Behrampura buzzed with work and hustle on this morning. Men disassembled old television sets and put together new sofas. A woman pushed a cart loaded with used suitcases. Another herded a half-dozen donkeys loaded with construction debris.

Nearby, in another slum, shortly after dawn, Naina Chauhan rode a motorized rickshaw across town to start her shift as a gas station attendant. Her mother, Hira, now 65, had spent a lifetime ferrying coal, cleaning hospitals and going house to house to collect old newspapers. Naina said she resolved never to slog as her mother had.

Today, she contributes about $1 a month to her own SEWA-run pension plan. A SEWA loan has allowed her to clear a debt from relatives. She easily makes three times what her mother made collecting newspapers and as she shyly admitted this afternoon, almost as much as her husband, a hospital cleaner. She just recently married, and plans to move into her husband’s family home soon. She said she hoped he would let her manage at least some of her own money.

Mrs. Bhatt’s Gandhian approach is most evident in the way she lives. Her two-bedroom bungalow is small and spare. The one bit of whimsy is a white swing that hangs from the ceiling in the center of the living room. She uses her bed as a desk chair. Her grandson has painted a child’s pastoral mural on the bedroom wall. She is known for having no indulgences.

“Above all you should emphasize her simplicity,” said Anil Gupta, a professor at the Indian Institute of Management here who has followed SEWA’s work for over a decade, sometimes critically. “In her personal life, there is not the slightest tinge of hypocrisy.”

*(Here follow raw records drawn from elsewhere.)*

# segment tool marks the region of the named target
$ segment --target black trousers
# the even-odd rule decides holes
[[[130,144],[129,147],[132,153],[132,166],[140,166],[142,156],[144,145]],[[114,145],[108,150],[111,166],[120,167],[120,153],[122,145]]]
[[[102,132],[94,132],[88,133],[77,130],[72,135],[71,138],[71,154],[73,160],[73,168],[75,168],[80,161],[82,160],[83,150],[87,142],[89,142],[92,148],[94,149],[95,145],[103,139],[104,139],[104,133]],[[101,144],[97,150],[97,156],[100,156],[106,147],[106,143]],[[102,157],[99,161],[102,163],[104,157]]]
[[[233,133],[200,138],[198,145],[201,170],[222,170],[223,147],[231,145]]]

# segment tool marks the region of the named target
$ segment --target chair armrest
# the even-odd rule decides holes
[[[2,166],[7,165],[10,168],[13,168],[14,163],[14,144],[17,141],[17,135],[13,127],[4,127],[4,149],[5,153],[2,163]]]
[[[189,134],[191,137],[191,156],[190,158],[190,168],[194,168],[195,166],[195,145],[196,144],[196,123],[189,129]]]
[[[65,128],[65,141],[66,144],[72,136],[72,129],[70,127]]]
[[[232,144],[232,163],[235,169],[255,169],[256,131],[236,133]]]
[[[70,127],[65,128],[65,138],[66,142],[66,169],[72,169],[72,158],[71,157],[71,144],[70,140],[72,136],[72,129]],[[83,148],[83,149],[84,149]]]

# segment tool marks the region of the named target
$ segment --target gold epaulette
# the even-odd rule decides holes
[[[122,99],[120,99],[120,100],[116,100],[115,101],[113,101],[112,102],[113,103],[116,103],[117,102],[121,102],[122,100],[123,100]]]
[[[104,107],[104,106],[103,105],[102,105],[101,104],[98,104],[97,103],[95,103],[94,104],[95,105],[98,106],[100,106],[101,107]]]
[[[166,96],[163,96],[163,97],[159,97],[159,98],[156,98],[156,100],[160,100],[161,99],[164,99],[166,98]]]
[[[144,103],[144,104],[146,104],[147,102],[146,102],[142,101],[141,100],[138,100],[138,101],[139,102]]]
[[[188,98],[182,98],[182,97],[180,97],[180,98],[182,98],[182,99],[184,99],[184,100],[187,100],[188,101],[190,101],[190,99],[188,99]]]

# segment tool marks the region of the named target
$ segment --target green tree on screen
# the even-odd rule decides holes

Mrs. Bhatt is not without detractors. The chief minister of Gujarat, Narendra Modi, accused her group of financial irregularities three years ago in the management of a rehabilitation program for earthquake victims. SEWA denied the charges and pulled out of the government-run program. Mrs. Bhatt accused Mr. Modi of trying to discredit the organization. Their war of words has since cooled down.

BORN to a privileged Brahmin family, Mrs. Bhatt charted an unusual path for a woman of her time. She earned a law degree and chose the man she would marry. She began her career as a lawyer for the city’s main union for textile workers, the vast majority of them men, and broke away in 1981 to create a new kind of union for women.

Early on, she won higher rates for women porters, then a landmark legal victory that allowed women to sell fruits and vegetables on the street without harassment from the police. The fishmongers and quilt-makers who were SEWA Bank’s earliest customers sometimes stashed their checkbooks in the bank’s steel cabinets, she recalled, lest their husbands discover they had money of their own.

At first, the women’s ambitions were limited, she said. They wanted toilets, hair shears or sewing machines for work and money to pay for their children’s school fees. Slowly, she noticed, they began to dream big. Mothers now want their daughters to learn to ride a scooter and work on a computer.

“They didn’t see the future at that time,” she said. “Expectations have gone very high.”

Not long ago, Mrs. Bhatt recalled, she asked SEWA members what “freedom” meant to them. Some said it was the ability to step out of the house. Others said it was having a door to the bathroom. Some said it meant having their own money, a cellphone, or “fresh clothes every day.”

Then she told of her favorite. Freedom, one woman said, was “looking a policeman in the eye.”